Global food inflation creates opportunity, says Brazil meat lobbyist

JBS and BRF can increase supply, exports, ABPA said
calendar icon 29 July 2022
clock icon 2 minute read

Rising food prices are benefiting meat companies in Brazil, as trade barriers are being lifted and domestic suppliers continue to have relative ease of access to grains used as livestock feed, reported Reuters, citing meat lobby ABPA on Thursday.

Ricardo Santin, ABPA president, celebrated that Brazil was recently authorized to export pork to Canada, and added it aims to sell more types of pork cuts to South Korea, Japan and Chile pending talks with these nations to remove certain sanitary barriers.

"A lot of large global (meat) suppliers are not sure where they will get grains from and at what prices," Santin noted, alluding to the effects of the war in Ukraine, which disrupted global grain trade flows and natural gas supplies into Europe from Russia.

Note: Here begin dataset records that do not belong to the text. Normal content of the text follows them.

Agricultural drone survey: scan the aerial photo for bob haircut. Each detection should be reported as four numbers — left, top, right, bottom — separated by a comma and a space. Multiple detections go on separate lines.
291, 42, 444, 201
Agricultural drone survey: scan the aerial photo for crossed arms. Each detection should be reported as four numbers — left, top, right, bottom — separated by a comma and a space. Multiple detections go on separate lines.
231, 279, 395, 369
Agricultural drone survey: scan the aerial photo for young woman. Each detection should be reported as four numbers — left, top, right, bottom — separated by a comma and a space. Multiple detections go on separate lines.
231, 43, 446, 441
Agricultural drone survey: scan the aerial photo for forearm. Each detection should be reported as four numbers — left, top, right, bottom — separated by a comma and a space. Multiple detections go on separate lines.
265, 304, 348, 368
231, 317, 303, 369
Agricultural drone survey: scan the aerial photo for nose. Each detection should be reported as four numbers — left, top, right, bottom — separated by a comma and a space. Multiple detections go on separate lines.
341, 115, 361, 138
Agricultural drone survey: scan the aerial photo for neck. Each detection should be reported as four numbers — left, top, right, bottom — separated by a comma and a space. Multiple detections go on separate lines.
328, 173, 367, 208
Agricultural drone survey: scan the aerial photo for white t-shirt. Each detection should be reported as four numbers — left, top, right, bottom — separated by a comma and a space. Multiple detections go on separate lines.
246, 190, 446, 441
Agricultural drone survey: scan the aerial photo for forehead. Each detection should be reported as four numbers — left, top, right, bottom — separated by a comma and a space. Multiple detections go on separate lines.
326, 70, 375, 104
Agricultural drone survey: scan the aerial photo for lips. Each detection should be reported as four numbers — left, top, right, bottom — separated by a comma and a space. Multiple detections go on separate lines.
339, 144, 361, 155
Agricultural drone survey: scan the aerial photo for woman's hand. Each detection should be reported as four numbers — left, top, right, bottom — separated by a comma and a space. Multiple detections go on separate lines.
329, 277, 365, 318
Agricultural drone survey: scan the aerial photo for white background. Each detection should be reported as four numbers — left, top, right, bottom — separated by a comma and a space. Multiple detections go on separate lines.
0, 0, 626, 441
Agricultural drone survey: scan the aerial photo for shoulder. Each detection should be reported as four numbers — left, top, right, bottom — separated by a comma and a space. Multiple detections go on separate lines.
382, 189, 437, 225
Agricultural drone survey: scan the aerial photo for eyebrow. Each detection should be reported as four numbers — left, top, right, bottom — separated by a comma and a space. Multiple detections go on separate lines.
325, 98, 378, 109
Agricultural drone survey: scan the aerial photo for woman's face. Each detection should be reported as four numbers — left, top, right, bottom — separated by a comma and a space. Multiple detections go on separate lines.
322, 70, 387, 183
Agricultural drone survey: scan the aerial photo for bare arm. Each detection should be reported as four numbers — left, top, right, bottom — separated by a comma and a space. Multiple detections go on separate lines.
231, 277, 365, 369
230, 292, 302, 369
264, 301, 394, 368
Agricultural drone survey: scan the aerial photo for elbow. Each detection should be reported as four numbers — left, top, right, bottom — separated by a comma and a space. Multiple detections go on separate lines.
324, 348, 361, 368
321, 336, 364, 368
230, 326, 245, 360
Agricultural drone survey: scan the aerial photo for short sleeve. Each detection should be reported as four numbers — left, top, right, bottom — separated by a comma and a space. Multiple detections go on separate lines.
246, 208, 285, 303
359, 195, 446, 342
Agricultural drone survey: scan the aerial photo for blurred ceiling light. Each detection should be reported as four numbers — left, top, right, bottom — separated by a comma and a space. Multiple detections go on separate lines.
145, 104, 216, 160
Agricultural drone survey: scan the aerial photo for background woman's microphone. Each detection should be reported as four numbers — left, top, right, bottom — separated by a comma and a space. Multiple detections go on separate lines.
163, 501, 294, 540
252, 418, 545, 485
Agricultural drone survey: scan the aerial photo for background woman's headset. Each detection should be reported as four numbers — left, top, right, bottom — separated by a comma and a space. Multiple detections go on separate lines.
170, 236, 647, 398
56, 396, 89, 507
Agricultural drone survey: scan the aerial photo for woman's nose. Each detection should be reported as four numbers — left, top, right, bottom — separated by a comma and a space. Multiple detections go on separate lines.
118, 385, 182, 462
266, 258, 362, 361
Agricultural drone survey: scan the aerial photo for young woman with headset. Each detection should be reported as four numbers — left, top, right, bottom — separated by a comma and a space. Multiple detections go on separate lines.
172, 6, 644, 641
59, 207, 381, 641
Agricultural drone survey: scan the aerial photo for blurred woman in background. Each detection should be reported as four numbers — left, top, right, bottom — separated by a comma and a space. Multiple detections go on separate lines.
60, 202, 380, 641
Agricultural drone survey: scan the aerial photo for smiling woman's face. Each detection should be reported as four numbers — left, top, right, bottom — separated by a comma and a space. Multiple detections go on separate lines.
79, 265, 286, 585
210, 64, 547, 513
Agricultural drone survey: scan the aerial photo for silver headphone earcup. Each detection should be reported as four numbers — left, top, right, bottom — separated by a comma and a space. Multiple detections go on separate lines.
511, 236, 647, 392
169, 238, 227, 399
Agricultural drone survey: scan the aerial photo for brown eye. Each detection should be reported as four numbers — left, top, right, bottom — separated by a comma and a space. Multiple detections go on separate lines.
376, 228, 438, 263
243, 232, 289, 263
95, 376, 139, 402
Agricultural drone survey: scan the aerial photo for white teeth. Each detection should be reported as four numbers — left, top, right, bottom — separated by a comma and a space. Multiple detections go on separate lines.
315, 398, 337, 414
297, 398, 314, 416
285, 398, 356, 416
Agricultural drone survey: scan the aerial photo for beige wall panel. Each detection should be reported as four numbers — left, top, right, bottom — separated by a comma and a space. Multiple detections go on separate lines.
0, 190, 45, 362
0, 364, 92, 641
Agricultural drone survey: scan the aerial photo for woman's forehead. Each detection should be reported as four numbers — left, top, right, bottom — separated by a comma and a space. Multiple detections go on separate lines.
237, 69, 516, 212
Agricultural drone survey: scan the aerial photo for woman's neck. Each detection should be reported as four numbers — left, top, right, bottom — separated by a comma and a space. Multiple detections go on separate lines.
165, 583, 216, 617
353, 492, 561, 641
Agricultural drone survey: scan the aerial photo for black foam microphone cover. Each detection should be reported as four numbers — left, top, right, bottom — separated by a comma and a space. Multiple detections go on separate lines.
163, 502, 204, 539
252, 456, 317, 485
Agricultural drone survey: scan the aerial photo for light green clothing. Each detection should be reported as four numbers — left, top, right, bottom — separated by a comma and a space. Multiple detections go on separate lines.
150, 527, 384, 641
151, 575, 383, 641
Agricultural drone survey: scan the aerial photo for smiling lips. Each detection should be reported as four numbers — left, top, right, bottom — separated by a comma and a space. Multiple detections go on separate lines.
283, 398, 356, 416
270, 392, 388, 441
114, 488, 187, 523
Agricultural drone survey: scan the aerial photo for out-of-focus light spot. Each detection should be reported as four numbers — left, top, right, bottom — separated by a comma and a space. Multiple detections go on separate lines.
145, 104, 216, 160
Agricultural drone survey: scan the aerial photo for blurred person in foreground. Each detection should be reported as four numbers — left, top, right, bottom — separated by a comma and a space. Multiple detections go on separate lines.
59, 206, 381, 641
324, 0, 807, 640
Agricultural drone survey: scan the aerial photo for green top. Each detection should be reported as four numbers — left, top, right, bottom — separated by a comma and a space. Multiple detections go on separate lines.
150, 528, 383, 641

Santin said Brazilian meat processors like BRF and JBS can increase supplies and export more meat to the Middle East and Asia.

He said even though China has bought less pork overall this year, that country will continue to import around 3 million tonnes per year -- more than twice than before the outbreak of African swine fever in 2018.

ABPA projected Brazil will grow poultry output by up to 1% this year and by up to 4.5% in the next. That means national chicken output could reach 15 million tonnes in 2023.

Brazil, the world's biggest chicken supplier, ships about a third of production abroad, Santin said.

For pork, Brazilian companies are poised to increase output by up to 5% this year and by up to 3% in the next.

If confirmed, Brazil's pork production would be 5.1 million tonnes in 2023. Brazil accounts for almost 11% of global pork trade.